Welt der Slawen beleuchtet

3.10.2008, 00:00 Uhr

In dem 1919 erschienenen Roman laufen die ersten Berührungsängste zwischen einheimischen Slowenen und zur Arbeitssuche ins Land gekommenen Deutschen, der Dreißigjährige Krieg, eine missglückte Reformation und zwei Liebesgeschichten zusammen. Den Stoff für seinen Heimatroman hatte Tavcar auf vergilbten Papieren in einem Schrank seines als Alterssitz gekauften Bauernhofs Visoko gefunden.

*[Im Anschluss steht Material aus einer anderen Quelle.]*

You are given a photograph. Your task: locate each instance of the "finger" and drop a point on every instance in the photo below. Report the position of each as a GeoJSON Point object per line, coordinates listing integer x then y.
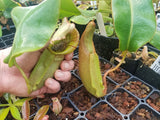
{"type": "Point", "coordinates": [39, 92]}
{"type": "Point", "coordinates": [69, 56]}
{"type": "Point", "coordinates": [28, 60]}
{"type": "Point", "coordinates": [67, 65]}
{"type": "Point", "coordinates": [64, 76]}
{"type": "Point", "coordinates": [46, 117]}
{"type": "Point", "coordinates": [52, 85]}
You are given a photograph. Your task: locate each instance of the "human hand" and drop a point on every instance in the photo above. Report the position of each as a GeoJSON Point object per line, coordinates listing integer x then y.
{"type": "Point", "coordinates": [11, 80]}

Schlüsselfigur ist der slowenische Reformator Primus Truber (1508-1586), dessen Bibelübersetzung für die slowenische Sprache und Literatur dieselbe Bedeutung hatte, wie Luthers für das Deutsche. Doch anders als in Deutschland erlag der Protestantismus in Slowenien fast restlos der Gegenreformation.

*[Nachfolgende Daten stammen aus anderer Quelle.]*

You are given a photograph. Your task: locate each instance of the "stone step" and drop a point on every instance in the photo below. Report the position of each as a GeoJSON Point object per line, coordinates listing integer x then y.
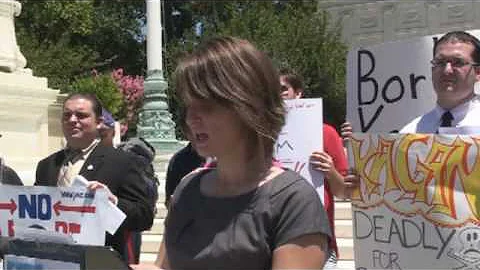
{"type": "Point", "coordinates": [343, 211]}
{"type": "Point", "coordinates": [343, 228]}
{"type": "Point", "coordinates": [345, 248]}
{"type": "Point", "coordinates": [157, 227]}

Der 87-jährige Werner Engel, Mitarbeiter der Fürther Geschichtswerkstatt, hat Tavcars Roman «zum Dank für alles, was ich in meiner Kriegsgefangenschaft trotz allem lernen konnte» übersetzt. Mehrere Jahre lang schenkte er Exemplare seiner Übersetzung den Abiturienten des Schliemann-Gymnasiums.

Mit seiner Arbeit will Engel, öffentlich bestellter Übersetzer für Russisch und Serbokroatisch, für Deutsche den Einstieg in die Welt der Slawen erleichtern. Engel warnt: «Das überhebliche Abtun der Kulturen unserer west- und ostslawischen Nachbarn in unseren Schul- und Bildungsplänen hatte den Zweiten Weltkrieg zur Folge, und die Folgen unserer Ignoranz über die südslawischen Befindlichkeiten im Spannungsfeld zwischen Rom und Konstantinopel werden wir teuer bezahlen müssen.»

Ivan Tavcar: Die Chronik von Visoko, übersetzt und herausgegeben von Werner Engel, 3. überarbeitete Auflage, städtebilder fotoarchiv & verlag Fürth, ISBN 3-927 347-73-6, 18 Euro.